Abstract
healthcare organizations across the US are developing new approaches to addressing patients’ social needs. Medicaid programs are uniquely placed to support these activities, given their central role in supporting low-income Americans. Yet little evidence is available to guide Medicaid initiatives in this area. We used qualitative methods to examine how Medicaid funding was used to support social interventions in sites involved in payment reforms in Oregon and California. Investments were made in direct services—including care coordination, housing services, food insecurity programs, and legal supports—as well as capacity-building programs for healthcare and community-based organizations. A mix of Medicaid funding sources was used to support these initiatives, including alternative models and savings. We identified several factors that influenced program implementation, including the local health system context and wider community factors.

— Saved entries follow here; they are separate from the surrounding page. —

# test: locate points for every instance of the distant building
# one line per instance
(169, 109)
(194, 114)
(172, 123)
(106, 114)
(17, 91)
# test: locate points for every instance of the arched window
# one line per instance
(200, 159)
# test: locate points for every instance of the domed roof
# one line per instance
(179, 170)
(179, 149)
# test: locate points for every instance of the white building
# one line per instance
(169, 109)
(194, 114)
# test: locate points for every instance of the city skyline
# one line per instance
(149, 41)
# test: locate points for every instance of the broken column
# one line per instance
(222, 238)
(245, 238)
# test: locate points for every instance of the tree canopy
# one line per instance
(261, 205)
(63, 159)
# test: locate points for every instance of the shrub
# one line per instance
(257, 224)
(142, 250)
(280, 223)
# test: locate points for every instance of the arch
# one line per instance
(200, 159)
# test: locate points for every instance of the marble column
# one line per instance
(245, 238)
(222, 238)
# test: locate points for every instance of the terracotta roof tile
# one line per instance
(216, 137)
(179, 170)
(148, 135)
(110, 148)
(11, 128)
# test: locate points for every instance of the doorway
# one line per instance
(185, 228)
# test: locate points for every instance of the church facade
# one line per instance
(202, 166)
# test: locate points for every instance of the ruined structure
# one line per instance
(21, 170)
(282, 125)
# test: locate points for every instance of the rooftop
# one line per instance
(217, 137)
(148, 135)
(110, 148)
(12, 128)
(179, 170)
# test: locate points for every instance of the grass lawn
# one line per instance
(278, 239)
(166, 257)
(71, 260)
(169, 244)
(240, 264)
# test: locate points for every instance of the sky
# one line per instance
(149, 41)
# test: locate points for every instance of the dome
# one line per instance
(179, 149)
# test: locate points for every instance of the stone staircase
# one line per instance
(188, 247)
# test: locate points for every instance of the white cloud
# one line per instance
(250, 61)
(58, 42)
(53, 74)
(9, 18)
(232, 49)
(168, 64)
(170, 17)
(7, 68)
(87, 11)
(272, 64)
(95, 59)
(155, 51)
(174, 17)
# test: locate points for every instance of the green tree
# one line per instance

Our findings offer insights to healthcare leaders and policy makers as they develop new approaches to improving population health.
Insights Results
Overview of article/initiatives
To better understand how Medicaid investments are addressing social needs through funding and delivery of care, researchers conducted qualitative research with communities involved in Medicaid reforms in California and Oregon (e.g., Medicaid payers, provider organizations, local governments). Specifically, the models assessed were coordinated care organizations in Oregon, and California’s Whole Person Care Pilots, which are partnerships of county health departments, managed care plans, hospitals and community partners
In Oregon, coordinated care organizations (CCOs) were established under a Medicaid waiver in 2012 to purchase and provide healthcare for Medicaid patients, with flexibility to direct funding toward health-related social services. At the same time, an alternative payment methodology was introduced for federally qualified health centers that shifted reimbursement from the per visit prospective payment system to a per member per month rate
In California, Whole Person Care Pilots—partnerships of county health departments, managed care plans, hospitals, and community partners—were created in 2016 (also under a Section 1115 waiver) to coordinate healthcare and behavioral health and social services for California’s most vulnerable Medicaid beneficiaries, and the pilots were provided with up to $1.5 billion federal funding through 2021
Methods of article
Researchers conducted qualitative research with communities involved in Medicaid reforms in California and Oregon to understand how social interventions were funded and delivered. Our sample included 55 representatives from Medicaid payers, provider organizations, local governments, and community-based organizations in 6 regions across the 2 states
In Oregon, authors focused on CCO areas with community health centers that used the state’s alternative payment methodology. In California, authors focused on counties involved in the Whole Person Care Pilot program. Authors reviewed publicly available documents and contacted relevant organizations to identify a smaller number of those communities that used Medicaid funding flexibility to support social intervention
Results
Interventions to address social needs fall into 2 categories: 1) Direct services, and 2) Capacity building. Direct services include services like care coordination for multiple social needs, housing support, strategies to address food insecurity, and addressal of legal needs. Capacity building initiatives include staff training, community engagement, and investment in data and technology infrastructure
Options for Medicaid funding fall into 3 categories: 1) Conventional options (e.g., managed care, FFS); 2) Alternative models (e.g., use of Section 1115 waivers); and 3) Savings (e.g., using proportion of savings from Medicaid contracts into program to address social needs)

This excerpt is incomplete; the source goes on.